Monday, February 2, 2009

On texts and theory and practice (praxis)

I kind of feel like I am slacking a bit. I promised myself I would post after every class and then it’s Monday. I also kind of feel like we are in a holding pattern – sort of dwelling in this moment of the second projects before we move on to the third. Deleuze and Guattari might call this a plateau. I find it strange that I always understand something better after I talk about it. Dialogue, conversation, thinking out loud. I may come to class with a vague idea of what a project is, but after talking about it for 10 minutes it becomes crystal clear. This often happens when I discuss plays. This is why I always liked the first few production meetings or the table work – where you sit around and talk about what is going on in the play. I get so much more out of that than simply reading it home alone.

The same can be said for these projects. Not that they aren’t engaging on their own, but I get quite a bit more out of them when we discuss them. They open up, they have a background and a context. Instead of seeming like a project that lasted a few minutes they become a tapestry of thought and experimentation and reaction. I wonder if some of this comes out of the fact that I was largely trained as an interpretive artist – a singer, actor, designer - that is, I was trained to start with a given – a text (which can be just about anything – play, novel, poem, gesture, thought, a piece of music, an idea) – and then interact with it. Eventually by interacting with a text and a group of people we produce a performance, another kind of text that contains our observations and thoughts on the original text.

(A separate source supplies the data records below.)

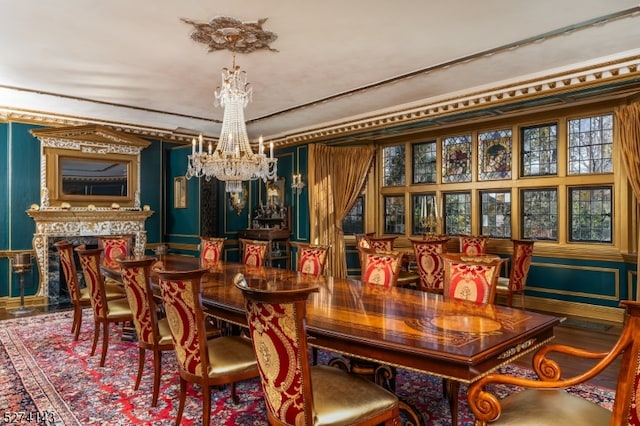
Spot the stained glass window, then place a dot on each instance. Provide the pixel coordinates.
(424, 162)
(494, 155)
(457, 216)
(591, 145)
(540, 214)
(495, 211)
(393, 165)
(591, 214)
(456, 159)
(540, 150)
(394, 217)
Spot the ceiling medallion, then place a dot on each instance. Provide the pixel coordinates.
(223, 32)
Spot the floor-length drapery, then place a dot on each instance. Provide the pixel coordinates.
(629, 125)
(336, 178)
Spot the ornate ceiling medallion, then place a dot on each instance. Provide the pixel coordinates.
(223, 32)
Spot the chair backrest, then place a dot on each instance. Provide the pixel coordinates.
(135, 277)
(380, 267)
(211, 251)
(254, 252)
(90, 261)
(473, 244)
(277, 327)
(115, 247)
(183, 306)
(471, 278)
(67, 261)
(520, 263)
(310, 258)
(430, 264)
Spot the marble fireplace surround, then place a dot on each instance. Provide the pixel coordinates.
(57, 223)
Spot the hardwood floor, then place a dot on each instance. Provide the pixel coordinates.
(588, 334)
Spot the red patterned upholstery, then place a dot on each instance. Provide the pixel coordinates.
(296, 393)
(220, 361)
(473, 244)
(430, 264)
(153, 333)
(311, 258)
(473, 279)
(380, 267)
(520, 263)
(254, 253)
(211, 251)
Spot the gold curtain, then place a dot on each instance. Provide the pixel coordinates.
(336, 178)
(629, 124)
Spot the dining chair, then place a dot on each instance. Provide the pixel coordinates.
(520, 264)
(80, 297)
(220, 361)
(105, 312)
(295, 392)
(472, 278)
(310, 258)
(254, 252)
(430, 264)
(380, 267)
(211, 251)
(544, 400)
(473, 244)
(152, 332)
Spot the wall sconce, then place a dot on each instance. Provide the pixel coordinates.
(297, 184)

Faced with a blank slate I am often lost. I need something to react to, to struggle against. But this struggle with texts yielded other insights. Although I paid the appropriate allegiance to texts as an undergrad, I eventually began to question their supremacy. If I could enter into a conversation with the text why couldn’t I have some input? Why did this activity have to flow one way – from me to the text? Why couldn’t I have an impact on it? I mean, who says that the playwright, composer, etc is the be all and end all of what a work is about? As an artist do I have the right, or the obligation, to question it, tear it apart, reassemble it? I have often found that unconventional interpretations tend to open up a text in a way that more devoted interpretations do not. As Heiner Muller once said, to perform Brecht without questioning him is to betray him.

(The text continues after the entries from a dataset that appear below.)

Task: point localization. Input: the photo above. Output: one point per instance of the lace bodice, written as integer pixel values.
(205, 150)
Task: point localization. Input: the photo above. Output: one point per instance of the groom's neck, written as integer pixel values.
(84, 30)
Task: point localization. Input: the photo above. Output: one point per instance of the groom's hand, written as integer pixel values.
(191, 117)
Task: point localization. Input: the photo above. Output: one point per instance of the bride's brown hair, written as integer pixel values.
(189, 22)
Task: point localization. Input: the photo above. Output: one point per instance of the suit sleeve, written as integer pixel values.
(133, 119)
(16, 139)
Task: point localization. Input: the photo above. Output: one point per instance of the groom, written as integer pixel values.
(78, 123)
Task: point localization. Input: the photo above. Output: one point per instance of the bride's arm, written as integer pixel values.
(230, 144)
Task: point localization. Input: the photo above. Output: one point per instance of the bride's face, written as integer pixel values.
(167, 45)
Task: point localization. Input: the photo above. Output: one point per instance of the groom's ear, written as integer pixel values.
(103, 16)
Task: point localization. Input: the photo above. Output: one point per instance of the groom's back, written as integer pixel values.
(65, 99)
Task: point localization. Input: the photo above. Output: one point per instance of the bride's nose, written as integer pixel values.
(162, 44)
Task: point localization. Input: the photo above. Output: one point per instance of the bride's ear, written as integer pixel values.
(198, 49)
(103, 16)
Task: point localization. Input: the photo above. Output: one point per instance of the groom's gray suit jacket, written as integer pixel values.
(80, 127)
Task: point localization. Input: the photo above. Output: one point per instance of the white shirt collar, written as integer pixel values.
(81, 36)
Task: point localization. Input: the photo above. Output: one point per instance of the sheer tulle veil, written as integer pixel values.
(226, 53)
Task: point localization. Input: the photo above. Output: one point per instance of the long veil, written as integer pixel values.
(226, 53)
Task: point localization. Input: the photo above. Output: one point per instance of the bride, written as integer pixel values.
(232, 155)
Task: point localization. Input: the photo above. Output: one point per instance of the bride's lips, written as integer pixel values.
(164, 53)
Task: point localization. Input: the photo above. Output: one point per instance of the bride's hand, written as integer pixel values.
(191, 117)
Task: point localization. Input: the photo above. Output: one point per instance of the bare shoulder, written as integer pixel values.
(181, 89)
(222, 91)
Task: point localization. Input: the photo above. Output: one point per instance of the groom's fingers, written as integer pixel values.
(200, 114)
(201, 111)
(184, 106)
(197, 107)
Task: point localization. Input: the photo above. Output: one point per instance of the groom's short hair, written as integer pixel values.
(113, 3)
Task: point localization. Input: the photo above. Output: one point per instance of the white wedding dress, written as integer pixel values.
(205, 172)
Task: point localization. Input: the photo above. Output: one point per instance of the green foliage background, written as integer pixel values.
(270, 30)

I think this is what captured my attention when I started reading theory (semiotics, deconstruction, feminism, phenomenology, chaos theory, new historicism). Here were philosophers, historians, poets, activists exploring the world as if it were a text – as if it were something to be read and interpreted. People like Foucault, Derrida, Barthes, Cixous, Judith Butler were doing the same thing I was taught to do – they examined novels and language and philosophy and culture and films and gender the medical profession and the penal system, discussed possible interpretations and produced writings that contained their observations.

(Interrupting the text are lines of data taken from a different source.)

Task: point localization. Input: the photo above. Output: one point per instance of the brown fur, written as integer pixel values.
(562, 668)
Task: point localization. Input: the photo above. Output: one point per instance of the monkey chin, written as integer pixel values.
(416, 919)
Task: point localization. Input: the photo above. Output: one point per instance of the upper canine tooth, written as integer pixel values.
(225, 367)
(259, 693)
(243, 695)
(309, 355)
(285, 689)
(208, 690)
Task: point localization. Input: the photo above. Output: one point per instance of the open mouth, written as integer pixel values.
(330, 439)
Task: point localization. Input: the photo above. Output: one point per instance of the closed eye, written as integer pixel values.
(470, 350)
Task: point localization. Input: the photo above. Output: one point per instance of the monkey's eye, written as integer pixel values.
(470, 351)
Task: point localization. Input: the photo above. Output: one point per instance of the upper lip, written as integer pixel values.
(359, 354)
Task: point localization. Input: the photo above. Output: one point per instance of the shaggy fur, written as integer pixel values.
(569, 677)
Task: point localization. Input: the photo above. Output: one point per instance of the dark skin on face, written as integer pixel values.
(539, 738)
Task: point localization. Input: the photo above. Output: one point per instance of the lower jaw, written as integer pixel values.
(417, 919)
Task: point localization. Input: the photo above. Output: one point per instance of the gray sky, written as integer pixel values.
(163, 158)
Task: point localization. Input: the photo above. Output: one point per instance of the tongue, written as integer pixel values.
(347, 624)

I keep wondering about the projects – the rules of which become the text – something to struggle against, interpret, interact with. The projects by other students become a larger text to engage with. Our discussions an even larger text. Theory is another plateau – another voice to add to this mix. Normally I give students theory before practice, but in this case with the theory coming after two projects have been completed the vantage point is very different.